Bizi biz yapan, aldığımız kararları etkileyen en temel şey hatırladıklarımız ve unuttuklarımızdır. Ancak her seçiş bir vazgeçişi ve ödenmesi gereken bir bedeli beraberinde getiriyor. 90’ların bitmesiyle birlikte unutmayı seçtiklerimiz, yüzleşmediğimiz, hesabını sormadığımız her şeyin bedelini; şimdi kırılgan bir demokraside, güvercin tedirginliğinde yaşayarak ödüyoruz.
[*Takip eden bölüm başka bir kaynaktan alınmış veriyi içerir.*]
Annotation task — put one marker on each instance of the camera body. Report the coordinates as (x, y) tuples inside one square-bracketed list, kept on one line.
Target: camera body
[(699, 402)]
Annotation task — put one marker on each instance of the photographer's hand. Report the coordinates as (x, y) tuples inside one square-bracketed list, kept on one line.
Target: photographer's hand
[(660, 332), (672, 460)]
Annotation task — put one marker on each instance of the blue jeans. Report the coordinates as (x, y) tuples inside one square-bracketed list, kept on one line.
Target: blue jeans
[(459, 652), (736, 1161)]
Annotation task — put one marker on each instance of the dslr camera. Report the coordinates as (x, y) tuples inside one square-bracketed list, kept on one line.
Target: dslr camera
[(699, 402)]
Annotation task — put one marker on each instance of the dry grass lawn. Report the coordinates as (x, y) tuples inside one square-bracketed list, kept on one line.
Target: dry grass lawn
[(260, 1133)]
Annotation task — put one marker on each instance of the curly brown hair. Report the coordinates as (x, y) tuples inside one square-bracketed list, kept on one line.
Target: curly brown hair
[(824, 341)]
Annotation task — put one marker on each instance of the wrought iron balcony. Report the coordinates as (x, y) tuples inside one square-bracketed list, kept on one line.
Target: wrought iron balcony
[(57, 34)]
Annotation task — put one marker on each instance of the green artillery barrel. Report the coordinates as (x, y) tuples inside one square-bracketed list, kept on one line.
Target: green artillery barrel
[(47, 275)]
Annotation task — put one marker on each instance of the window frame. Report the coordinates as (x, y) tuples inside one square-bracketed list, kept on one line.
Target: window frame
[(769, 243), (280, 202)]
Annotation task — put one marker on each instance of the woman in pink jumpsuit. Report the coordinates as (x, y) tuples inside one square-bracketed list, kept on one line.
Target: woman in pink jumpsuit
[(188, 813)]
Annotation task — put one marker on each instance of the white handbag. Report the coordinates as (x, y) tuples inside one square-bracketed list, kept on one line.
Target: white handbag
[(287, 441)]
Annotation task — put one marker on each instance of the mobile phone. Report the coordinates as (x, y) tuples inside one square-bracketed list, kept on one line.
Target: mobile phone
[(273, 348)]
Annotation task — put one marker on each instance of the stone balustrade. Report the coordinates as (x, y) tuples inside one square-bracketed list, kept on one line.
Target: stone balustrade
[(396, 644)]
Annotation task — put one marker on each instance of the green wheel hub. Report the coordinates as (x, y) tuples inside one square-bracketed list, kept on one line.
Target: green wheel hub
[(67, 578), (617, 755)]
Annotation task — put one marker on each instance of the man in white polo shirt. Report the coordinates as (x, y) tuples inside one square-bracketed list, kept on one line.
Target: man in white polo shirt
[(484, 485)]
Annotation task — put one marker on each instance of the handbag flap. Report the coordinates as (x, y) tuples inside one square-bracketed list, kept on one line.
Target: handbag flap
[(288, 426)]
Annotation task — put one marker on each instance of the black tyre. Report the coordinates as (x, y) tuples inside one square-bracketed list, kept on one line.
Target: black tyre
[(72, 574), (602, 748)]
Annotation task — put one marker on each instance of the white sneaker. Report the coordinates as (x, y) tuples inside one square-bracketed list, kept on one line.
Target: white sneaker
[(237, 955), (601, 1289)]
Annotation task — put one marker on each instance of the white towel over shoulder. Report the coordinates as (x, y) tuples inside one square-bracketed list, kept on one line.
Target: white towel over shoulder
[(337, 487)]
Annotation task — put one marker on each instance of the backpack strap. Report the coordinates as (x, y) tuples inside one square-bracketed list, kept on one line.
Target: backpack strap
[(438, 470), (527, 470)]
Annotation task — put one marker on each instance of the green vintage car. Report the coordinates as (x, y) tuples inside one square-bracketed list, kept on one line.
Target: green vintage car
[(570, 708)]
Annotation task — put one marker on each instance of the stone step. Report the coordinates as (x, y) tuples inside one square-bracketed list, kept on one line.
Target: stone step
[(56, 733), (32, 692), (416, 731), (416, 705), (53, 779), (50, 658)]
Sedat Peker ile kapısı kırılan 90’lar odasına giriyoruz birlikte. Bu kitap, içinde yaşarken göremediklerimizi üzerinden geçen 30 yıllık yaşanmışlığın olgunluğu ile hatırlayalım diye yazıldı. O dönem fark etmediğimiz örüntülerin, bugüne etkilerini görmeyi, aklıselim şekilde 'Biz nerede hata yaptık?' diye sormayı amaçladı. 40 yaş altındaysanız, duyduğunuz isimlerin, okuduğunuz olayların aslında ne olduğunu sizin için özetledi.
Bir anlamda 90’lar odasının kabaca tozunu aldı. Her şeyi raflarına dizdi, kutularına koydu. Kutuların üzerine etiketler yapıştırdı.
Zamanın sabrı kapıyı açtı...
Yukarıda tanıtımını okuduğunuz kitabın yazarı Cansel Poyraz Akyol, kendisi ablam olur. Editörlüğünü yapmak da bana kısmet oldu. Ben onun kalemine ve disiplinine, o da benim gözüme ve yorumlarıma güvendi, böylelikle ortaya her evde bulunması gereken hafıza kapsülü tadında bir kitap çıktı. Kitabın kapağı, gündemi özetleyen müthiş kolaj çalışmalarıyla ünlenen @alpgenart tarafından özenle tasarlandı.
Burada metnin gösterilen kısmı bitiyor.